2. Parce qu’Un loup pour l’homme aborde la Guerre d’Algérie d’une manière très originale. Comme le raconte la romancière à L’Express «J’ai voulu écrire à la hauteur d’Antoine, raconte l’auteure. Il sait uniquement ce que les militaires veulent bien lui dire (‘Vous êtes là pour le seul maintien de l’ordre’). Puis, petit à petit, il comprend que lui et ses camarades sont manipulés et qu’il s’agit d’un véritable conflit. » Il est là, le sel de ce roman: Brigitte Giraud réussit à se glisser dans la peau de ces jeunes Français, partagés entre leur conscience, la peur des bombes et l’excitation née de cette émancipation accélérée, loin de la France morne et endormie. »

3. Parce que Brigitte Giraud prend son temps pour peaufiner ses livres, publiant tous les deux ans des romans qui valent le détour tels que Une année étrangère en 2009 (Prix du jury Jean Giono), Pas d’inquiétude en 2011, Avoir un corps en 2013 et Nous serons des héros en 2015.

4. Parce qu’il figure dans la sélection du Prix Goncourt 2017 en compagnie d’autres poids lourds de cette rentrée.

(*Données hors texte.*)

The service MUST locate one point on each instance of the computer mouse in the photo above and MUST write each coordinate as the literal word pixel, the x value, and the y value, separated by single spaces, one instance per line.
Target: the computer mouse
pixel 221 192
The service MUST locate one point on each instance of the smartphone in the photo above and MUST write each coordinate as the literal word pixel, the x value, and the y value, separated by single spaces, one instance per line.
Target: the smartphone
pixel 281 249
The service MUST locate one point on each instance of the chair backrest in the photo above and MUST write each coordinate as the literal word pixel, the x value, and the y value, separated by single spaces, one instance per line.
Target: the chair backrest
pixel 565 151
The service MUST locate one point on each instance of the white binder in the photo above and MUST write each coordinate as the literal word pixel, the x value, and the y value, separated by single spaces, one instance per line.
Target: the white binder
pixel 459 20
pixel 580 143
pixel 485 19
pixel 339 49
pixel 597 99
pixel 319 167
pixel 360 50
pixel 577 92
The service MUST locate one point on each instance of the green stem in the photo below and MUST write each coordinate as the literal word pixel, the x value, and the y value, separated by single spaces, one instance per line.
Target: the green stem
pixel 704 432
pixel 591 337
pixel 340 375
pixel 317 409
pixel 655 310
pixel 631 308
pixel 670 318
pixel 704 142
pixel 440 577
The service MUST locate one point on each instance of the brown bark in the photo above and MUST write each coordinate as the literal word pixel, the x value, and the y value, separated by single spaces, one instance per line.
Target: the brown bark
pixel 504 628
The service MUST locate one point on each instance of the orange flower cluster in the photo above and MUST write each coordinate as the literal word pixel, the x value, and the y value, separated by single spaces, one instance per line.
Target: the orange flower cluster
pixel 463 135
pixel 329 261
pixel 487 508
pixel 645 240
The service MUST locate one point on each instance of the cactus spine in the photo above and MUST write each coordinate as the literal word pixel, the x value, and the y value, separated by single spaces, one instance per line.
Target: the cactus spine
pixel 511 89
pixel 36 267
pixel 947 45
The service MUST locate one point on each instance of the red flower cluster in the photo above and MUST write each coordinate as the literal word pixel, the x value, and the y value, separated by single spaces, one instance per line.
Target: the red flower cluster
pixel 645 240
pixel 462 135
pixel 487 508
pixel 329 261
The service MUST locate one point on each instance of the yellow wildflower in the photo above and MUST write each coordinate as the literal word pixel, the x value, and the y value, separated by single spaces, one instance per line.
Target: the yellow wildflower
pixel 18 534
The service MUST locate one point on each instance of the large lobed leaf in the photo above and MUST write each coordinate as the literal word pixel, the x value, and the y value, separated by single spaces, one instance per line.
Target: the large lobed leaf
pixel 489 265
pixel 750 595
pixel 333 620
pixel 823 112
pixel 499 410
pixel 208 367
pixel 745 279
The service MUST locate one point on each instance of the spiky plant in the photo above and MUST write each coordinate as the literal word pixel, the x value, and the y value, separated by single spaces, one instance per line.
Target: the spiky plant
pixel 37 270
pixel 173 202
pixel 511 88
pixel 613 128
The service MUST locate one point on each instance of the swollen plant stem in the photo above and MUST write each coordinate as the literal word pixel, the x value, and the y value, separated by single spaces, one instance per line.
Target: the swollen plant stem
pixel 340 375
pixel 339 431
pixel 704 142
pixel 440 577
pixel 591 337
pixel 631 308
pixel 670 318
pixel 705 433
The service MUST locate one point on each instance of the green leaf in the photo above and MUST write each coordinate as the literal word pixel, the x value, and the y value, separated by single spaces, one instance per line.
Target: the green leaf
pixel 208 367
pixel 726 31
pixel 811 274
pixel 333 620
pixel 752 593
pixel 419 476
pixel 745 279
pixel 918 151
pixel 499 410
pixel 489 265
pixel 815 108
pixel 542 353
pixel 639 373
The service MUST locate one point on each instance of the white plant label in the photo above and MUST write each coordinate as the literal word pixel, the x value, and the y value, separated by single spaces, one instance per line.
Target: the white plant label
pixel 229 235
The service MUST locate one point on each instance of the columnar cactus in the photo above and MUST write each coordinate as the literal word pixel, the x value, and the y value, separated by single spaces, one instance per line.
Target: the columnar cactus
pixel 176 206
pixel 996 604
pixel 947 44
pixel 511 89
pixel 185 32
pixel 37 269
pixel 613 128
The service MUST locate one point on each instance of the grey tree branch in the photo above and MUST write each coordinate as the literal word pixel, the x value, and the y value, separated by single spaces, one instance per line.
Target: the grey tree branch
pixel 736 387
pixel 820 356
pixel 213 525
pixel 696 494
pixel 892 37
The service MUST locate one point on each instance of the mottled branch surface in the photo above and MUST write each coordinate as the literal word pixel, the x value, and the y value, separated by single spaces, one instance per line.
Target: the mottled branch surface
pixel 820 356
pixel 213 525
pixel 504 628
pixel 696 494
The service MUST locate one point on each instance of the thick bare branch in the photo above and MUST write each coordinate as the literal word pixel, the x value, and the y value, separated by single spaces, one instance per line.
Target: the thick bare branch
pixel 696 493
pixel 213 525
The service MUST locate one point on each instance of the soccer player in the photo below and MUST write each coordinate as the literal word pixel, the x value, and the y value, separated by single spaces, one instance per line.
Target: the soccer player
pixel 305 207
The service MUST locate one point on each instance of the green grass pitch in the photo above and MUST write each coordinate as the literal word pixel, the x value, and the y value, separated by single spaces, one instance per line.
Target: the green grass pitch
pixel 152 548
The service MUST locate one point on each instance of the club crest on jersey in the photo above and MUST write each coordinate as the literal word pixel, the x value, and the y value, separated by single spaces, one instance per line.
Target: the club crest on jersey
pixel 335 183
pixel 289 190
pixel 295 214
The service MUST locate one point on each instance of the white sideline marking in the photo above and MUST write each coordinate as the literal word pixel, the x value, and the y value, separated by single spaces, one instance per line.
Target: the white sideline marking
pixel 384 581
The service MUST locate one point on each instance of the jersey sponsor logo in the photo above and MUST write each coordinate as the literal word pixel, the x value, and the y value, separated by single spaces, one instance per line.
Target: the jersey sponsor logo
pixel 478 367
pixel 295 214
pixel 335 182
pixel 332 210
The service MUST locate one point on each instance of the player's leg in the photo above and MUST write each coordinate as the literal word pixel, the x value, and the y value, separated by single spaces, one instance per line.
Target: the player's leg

5. Pour cette critique élogieuse de Norbert Czarny: « Ce roman entrelace les morts, les unit, montre ce qui les rassemble dans une même horreur, écrite avec toute la distance que peut donner un présent. Brigitte Giraud est une écrivaine des verbes. Il semble que rien ni personne ne s’arrête jamais. Les temps morts, les moments d’ennui, de réclusion dans le silence et l’attente, ne laissent pas en paix. Seule, peut-être, une virée à Oran et une baignade dans cette mer si apaisante semble arrêter le temps. Mais la trêve est brève. »

Un loup pour l’homme
Brigitte Giraud
Éditions Flammarion
Roman
250 p., 19 €
EAN : 9782081389168
Paru en août 2017

Ce qu’en dit l’éditeur
Printemps 1960.
Antoine est appelé pour l’Algérie au moment où Lila, sa toute jeune femme, est enceinte. Il demande à ne pas tenir une arme et se retrouve infirmier à l’hôpital militaire de Sidi-Bel-Abbès. Ce conflit, c’est à travers les récits que lui confient jour après jour les « soldats en pyjama » qu’il en mesure la férocité. Et puis il y a Oscar, amputé d’une jambe et enfermé dans un mutisme têtu, qui l’aimante étrangement. Avec lui, Antoine découvre la véritable raison d’être de sa présence ici : « prendre soin ». Rien ne saura le détourner de ce jeune caporal, qu’il va aider à tout réapprendre et dont il faudra entendre l’aveu. Pas même Lila, venue le rejoindre.
Dans ce roman tout à la fois épique et sensible, Brigitte Giraud raconte la guerre à hauteur d’un « appelé », Antoine, miroir intime d’une génération embarquée dans une histoire qui n’était pas la sienne. Ce faisant, c’est aussi la foi en la fraternité et le désir de sauver les hommes qu’elle met en scène.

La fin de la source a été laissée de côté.